2- Survivors are unlikely to report rape due to strong cultural norms that perceive rape as dishonoring the family. While focus group participants in the assessment believed that family members would protect and care for a survivor raped as a result of armed conflict, fear of social stigma and ostracism would make it difficult for survivors to come forward and seek services. As one woman explained, “If a girl was raped, she cannot speak about it because even if it [support services for survivors] exists, she can't go because they will kill her.” As a result, Women and girls face obstacles to accessing confidential medical and psychosocial support and services for survivors of rape in the transit facilities and northern Jordanian towns where many recently arrived refugees are living.

3- Adolescent girls and young women face a heightened threat of early and coerced marriage as households seek to lessen the burden of dependents on their rapidly dwindling resources. Refugees and service providers widely report that Jordanian residents are actively seeking young Syrian brides, creating demand that is difficult to ignore for families unable to provide for their basic needs. Some families turn to marriage as a method of preserving family honor if a daughter has been raped.

4- Increased risks of exploitation and trafficking for women and girls who are often forced to turn to unknown men for assistance.

5- An increased risk of sexual abuse and domestic violence was identified in safety audits. Women complained of overcrowded housing conditions providing little or no privacy.
Many UN agencies and NGOs have started to put resources in place to respond to the needs of victims of gender based violence. Largely, however, the ability of women and girls to safely and confidentially come forward with their experiences and access trained personnel and specialized services remains lacking and inconsistent.

Recommendations to UN Agencies and Humanitarian Organizations

Ensure access to quality reproductive and sexual healthcare in keeping with the Minimum Initial Service Package and Inter Agency Standing Committee Guidelines for GBV Interventions in Humanitarian Settings, including clinical care for survivors of rape and treatment for sexually transmitted infections.

Provide training and technical support to enable local NGOs to offer survivor-centered, confidential case management and psychosocial support.

Establish spaces where women and girls can safely access accurate information about services and seek emotional support and referrals to other services.
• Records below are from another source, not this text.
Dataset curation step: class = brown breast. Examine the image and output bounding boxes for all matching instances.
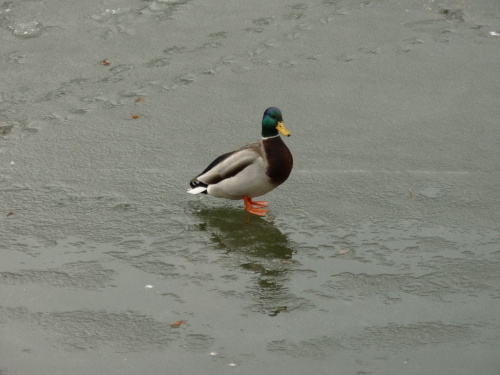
[263,136,293,186]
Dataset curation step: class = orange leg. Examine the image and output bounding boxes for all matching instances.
[243,196,269,216]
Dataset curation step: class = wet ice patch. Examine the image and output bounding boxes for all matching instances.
[0,261,115,290]
[420,186,442,198]
[91,8,131,22]
[11,20,44,38]
[267,322,472,358]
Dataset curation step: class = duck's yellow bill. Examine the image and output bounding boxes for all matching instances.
[276,121,291,137]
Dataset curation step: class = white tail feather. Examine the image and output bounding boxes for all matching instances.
[187,186,207,194]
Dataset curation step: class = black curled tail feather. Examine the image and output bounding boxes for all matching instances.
[188,151,234,194]
[189,179,208,194]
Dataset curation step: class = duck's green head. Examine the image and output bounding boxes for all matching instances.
[261,107,291,138]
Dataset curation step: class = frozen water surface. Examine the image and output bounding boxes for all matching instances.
[1,0,500,374]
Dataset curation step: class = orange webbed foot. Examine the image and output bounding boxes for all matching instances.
[246,207,269,216]
[243,196,269,216]
[249,200,268,207]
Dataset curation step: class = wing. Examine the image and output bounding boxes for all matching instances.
[192,143,263,186]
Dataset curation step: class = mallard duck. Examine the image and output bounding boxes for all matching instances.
[188,107,293,216]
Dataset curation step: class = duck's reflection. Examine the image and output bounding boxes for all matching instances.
[191,204,298,316]
[192,206,293,258]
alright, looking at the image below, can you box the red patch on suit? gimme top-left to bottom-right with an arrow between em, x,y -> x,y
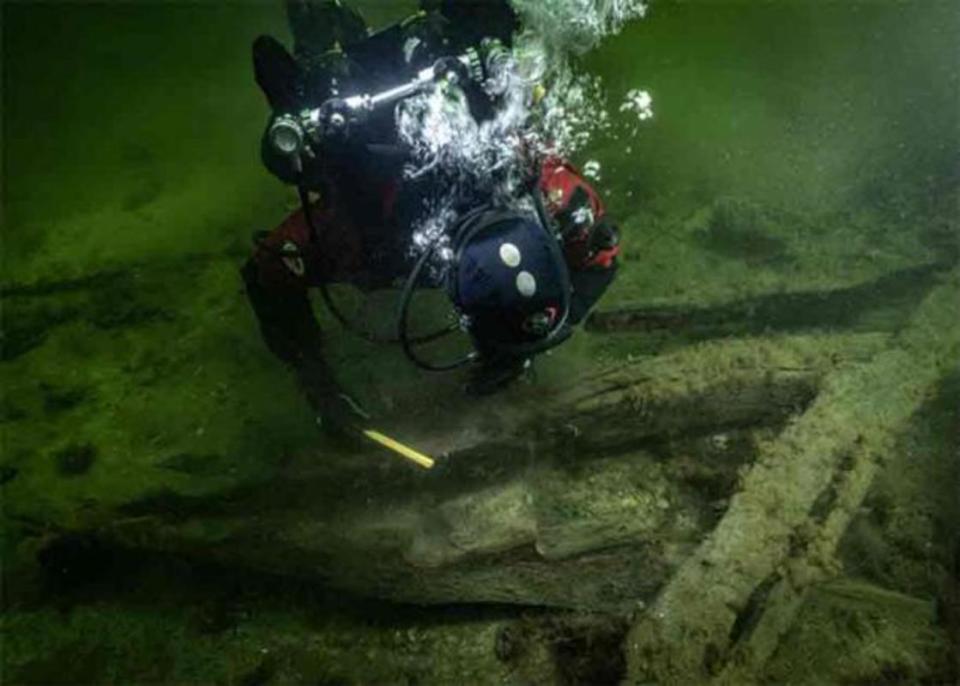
538,157 -> 620,270
252,203 -> 365,291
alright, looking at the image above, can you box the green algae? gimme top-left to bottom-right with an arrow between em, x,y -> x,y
2,0 -> 958,683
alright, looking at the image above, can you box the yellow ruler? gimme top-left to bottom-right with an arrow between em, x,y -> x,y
362,429 -> 435,469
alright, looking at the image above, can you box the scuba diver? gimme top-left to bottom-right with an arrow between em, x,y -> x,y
242,0 -> 621,430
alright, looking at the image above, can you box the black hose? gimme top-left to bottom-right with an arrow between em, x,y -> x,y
296,185 -> 457,346
397,239 -> 476,372
290,180 -> 572,368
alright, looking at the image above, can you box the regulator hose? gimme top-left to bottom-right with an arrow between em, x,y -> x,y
397,237 -> 477,372
297,185 -> 457,346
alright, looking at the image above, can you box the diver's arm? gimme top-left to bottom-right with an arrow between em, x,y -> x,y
565,208 -> 621,325
537,156 -> 621,325
241,249 -> 326,372
241,209 -> 365,431
568,246 -> 619,325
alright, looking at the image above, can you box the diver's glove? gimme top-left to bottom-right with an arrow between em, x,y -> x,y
466,356 -> 530,396
432,55 -> 473,86
589,218 -> 620,253
295,356 -> 369,437
314,391 -> 371,438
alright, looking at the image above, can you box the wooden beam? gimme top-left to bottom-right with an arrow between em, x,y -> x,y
623,270 -> 960,684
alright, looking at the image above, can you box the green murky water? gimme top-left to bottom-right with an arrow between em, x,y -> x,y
2,1 -> 958,684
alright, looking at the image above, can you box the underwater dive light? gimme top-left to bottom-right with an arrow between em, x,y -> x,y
268,113 -> 306,155
269,43 -> 511,158
268,56 -> 467,159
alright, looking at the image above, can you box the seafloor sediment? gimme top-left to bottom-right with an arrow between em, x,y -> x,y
3,1 -> 958,684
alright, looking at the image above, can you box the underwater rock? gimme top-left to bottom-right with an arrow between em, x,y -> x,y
53,442 -> 97,476
0,465 -> 19,485
695,197 -> 792,266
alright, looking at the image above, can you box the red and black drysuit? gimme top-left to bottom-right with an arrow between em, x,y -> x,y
241,155 -> 619,413
245,1 -> 619,416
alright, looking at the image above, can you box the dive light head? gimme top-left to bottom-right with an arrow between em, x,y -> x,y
267,46 -> 512,158
268,114 -> 305,156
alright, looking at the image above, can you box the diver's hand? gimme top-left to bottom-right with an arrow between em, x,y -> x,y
294,356 -> 369,436
432,55 -> 472,85
315,391 -> 370,437
466,356 -> 530,396
589,218 -> 620,252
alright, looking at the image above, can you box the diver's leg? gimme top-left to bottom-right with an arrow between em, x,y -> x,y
241,258 -> 325,369
568,264 -> 618,325
286,0 -> 368,62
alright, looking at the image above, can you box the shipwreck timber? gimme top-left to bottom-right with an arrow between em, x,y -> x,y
623,269 -> 960,684
4,262 -> 957,683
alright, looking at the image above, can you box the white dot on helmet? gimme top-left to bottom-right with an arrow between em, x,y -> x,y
516,271 -> 537,297
499,242 -> 521,268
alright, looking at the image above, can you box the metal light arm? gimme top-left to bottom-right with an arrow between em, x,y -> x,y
342,62 -> 449,112
268,52 -> 481,158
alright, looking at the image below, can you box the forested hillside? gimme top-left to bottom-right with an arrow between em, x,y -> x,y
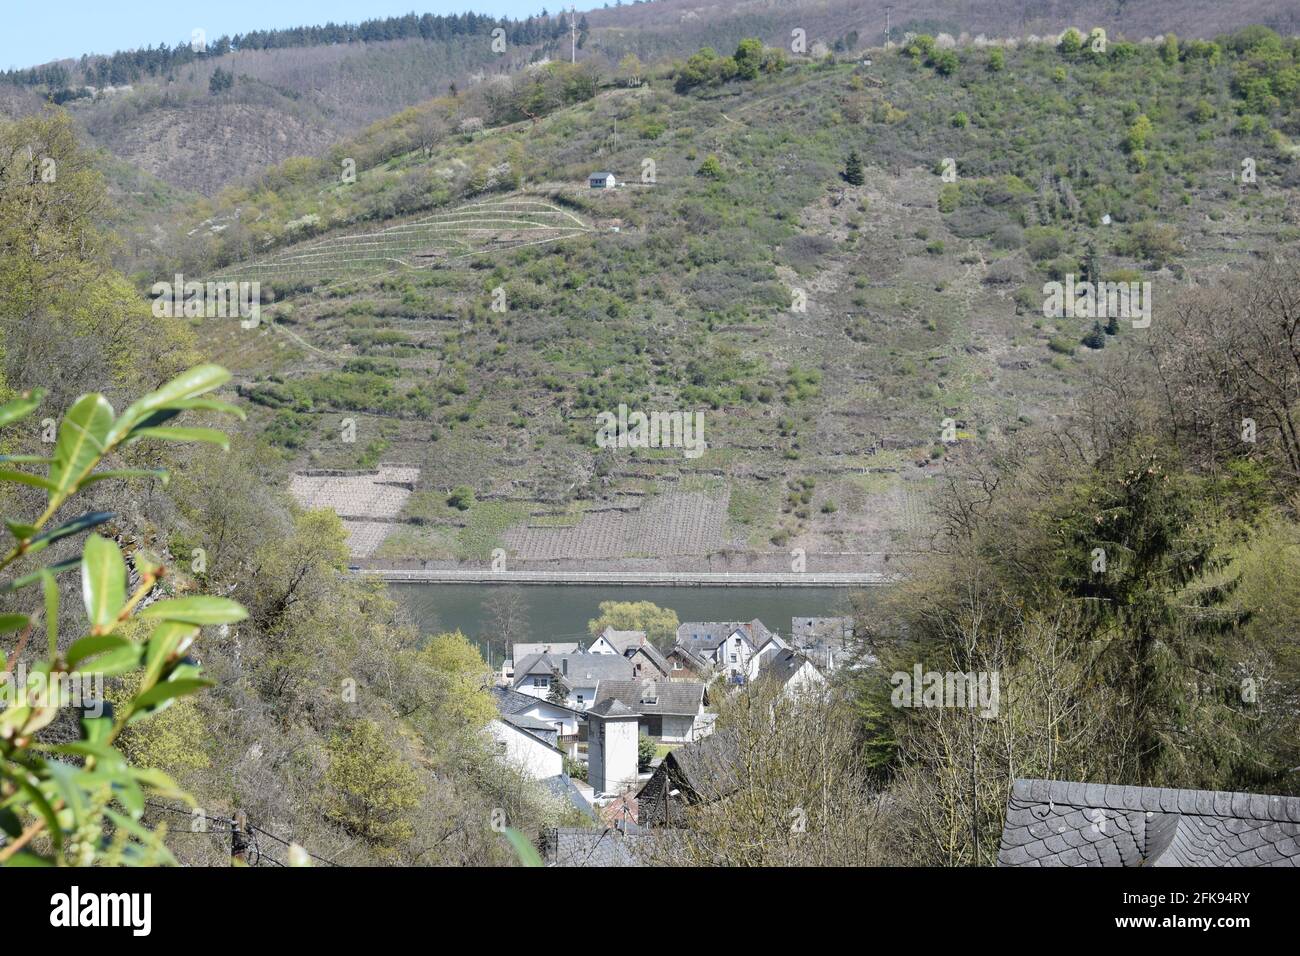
140,28 -> 1300,574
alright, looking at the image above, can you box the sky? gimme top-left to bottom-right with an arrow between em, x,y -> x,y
1,1 -> 590,71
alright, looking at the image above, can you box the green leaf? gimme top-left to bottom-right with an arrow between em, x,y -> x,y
81,533 -> 126,629
129,677 -> 213,714
49,741 -> 128,773
0,469 -> 58,492
139,596 -> 247,626
49,393 -> 114,500
66,634 -> 132,669
144,621 -> 200,678
1,556 -> 78,594
105,365 -> 231,446
502,827 -> 544,867
0,389 -> 43,429
0,769 -> 62,853
130,767 -> 190,803
5,520 -> 38,540
23,510 -> 115,558
0,613 -> 28,633
77,644 -> 143,677
2,851 -> 54,867
41,570 -> 57,659
125,426 -> 230,451
81,712 -> 113,745
0,455 -> 54,465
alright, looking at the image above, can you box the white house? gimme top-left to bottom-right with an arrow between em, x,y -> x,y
746,632 -> 792,682
673,620 -> 777,682
488,716 -> 565,781
502,642 -> 579,685
589,627 -> 670,679
592,679 -> 712,743
755,649 -> 826,698
588,627 -> 645,655
492,686 -> 583,739
588,171 -> 617,189
512,651 -> 636,711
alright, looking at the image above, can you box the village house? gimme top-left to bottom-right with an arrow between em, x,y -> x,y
790,617 -> 853,672
750,648 -> 826,698
587,627 -> 644,655
487,714 -> 565,780
588,170 -> 617,189
501,641 -> 579,684
491,686 -> 583,740
591,679 -> 712,743
588,626 -> 670,679
512,651 -> 636,711
673,620 -> 778,682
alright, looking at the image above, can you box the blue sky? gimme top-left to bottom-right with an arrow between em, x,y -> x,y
2,1 -> 589,71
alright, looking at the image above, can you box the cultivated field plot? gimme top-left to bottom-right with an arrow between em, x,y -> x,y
212,197 -> 592,285
500,490 -> 734,560
289,465 -> 419,557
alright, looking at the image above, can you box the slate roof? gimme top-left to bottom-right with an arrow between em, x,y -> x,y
503,712 -> 560,733
512,652 -> 636,689
595,628 -> 647,653
667,644 -> 712,671
675,619 -> 775,651
542,827 -> 647,866
594,680 -> 706,716
513,642 -> 579,660
998,778 -> 1300,867
756,649 -> 819,687
491,686 -> 579,717
586,698 -> 639,718
628,642 -> 671,676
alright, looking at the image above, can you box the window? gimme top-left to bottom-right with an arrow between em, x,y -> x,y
730,654 -> 737,663
533,676 -> 549,688
576,694 -> 584,705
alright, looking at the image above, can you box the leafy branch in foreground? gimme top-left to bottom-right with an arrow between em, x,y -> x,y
0,364 -> 246,865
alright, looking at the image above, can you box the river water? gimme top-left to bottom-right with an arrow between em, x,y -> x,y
389,582 -> 873,660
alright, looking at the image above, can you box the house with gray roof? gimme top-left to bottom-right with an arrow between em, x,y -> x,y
749,648 -> 825,697
588,627 -> 670,680
673,619 -> 776,682
592,679 -> 712,743
491,686 -> 582,737
512,652 -> 636,711
998,778 -> 1300,867
588,627 -> 647,656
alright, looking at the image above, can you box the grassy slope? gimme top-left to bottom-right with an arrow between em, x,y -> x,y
173,40 -> 1299,567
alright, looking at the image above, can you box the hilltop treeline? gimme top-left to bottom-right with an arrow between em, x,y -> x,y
0,10 -> 586,91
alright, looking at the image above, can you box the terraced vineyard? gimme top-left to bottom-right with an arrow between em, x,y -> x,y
211,196 -> 593,285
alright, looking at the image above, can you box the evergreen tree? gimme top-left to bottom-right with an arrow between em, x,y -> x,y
843,149 -> 865,185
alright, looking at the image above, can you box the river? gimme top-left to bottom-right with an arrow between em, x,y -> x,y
389,582 -> 873,661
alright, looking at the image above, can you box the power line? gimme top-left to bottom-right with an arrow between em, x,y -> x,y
145,800 -> 340,867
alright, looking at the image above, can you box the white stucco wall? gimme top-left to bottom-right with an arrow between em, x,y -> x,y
488,720 -> 564,781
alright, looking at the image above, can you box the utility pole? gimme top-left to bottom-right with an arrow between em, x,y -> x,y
231,809 -> 251,865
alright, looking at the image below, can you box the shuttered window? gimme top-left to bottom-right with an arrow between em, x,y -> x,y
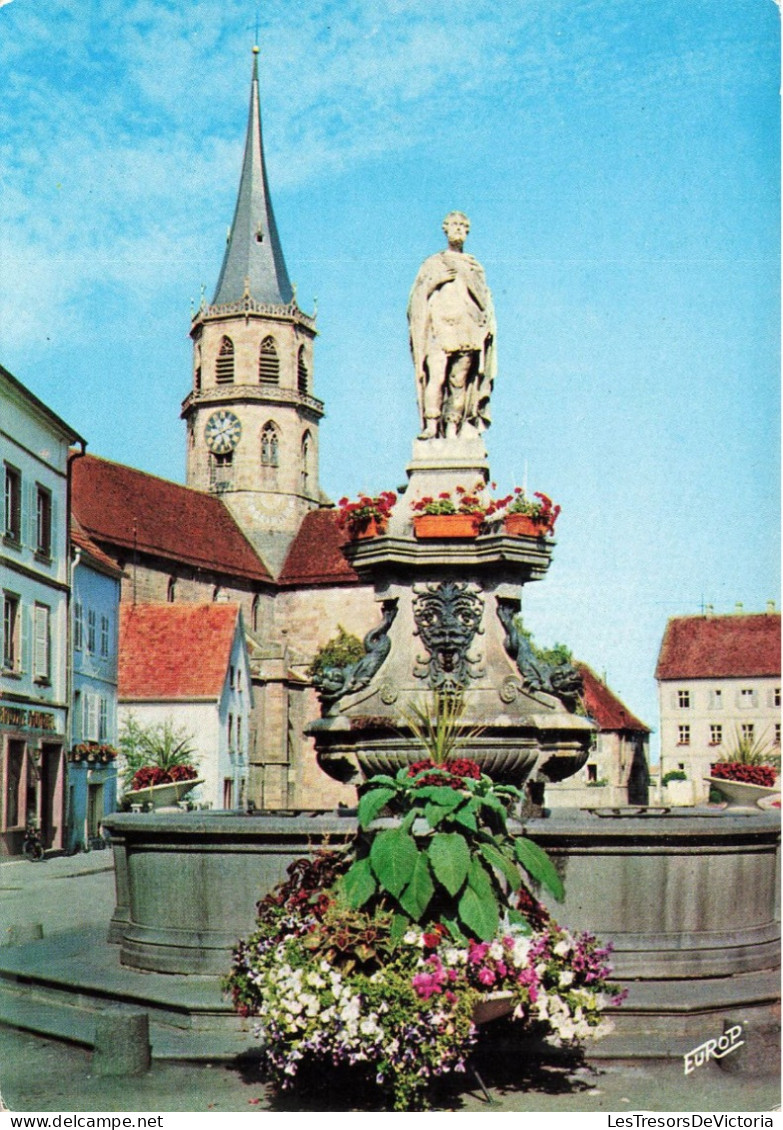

Establish cash transfer programs aimed at economically stabilizing households in which girls and single women are at risk of early or coerced marriage.


Syrian Refugees GBV advocacy note, August 2012

The International Rescue Committee responds to the world's worst humanitarian crises and helps people to survive and rebuild their lives. Founded in 1933, the IRC offers lifesaving care and life-changing assistance to refugees forced to flee from war or disaster.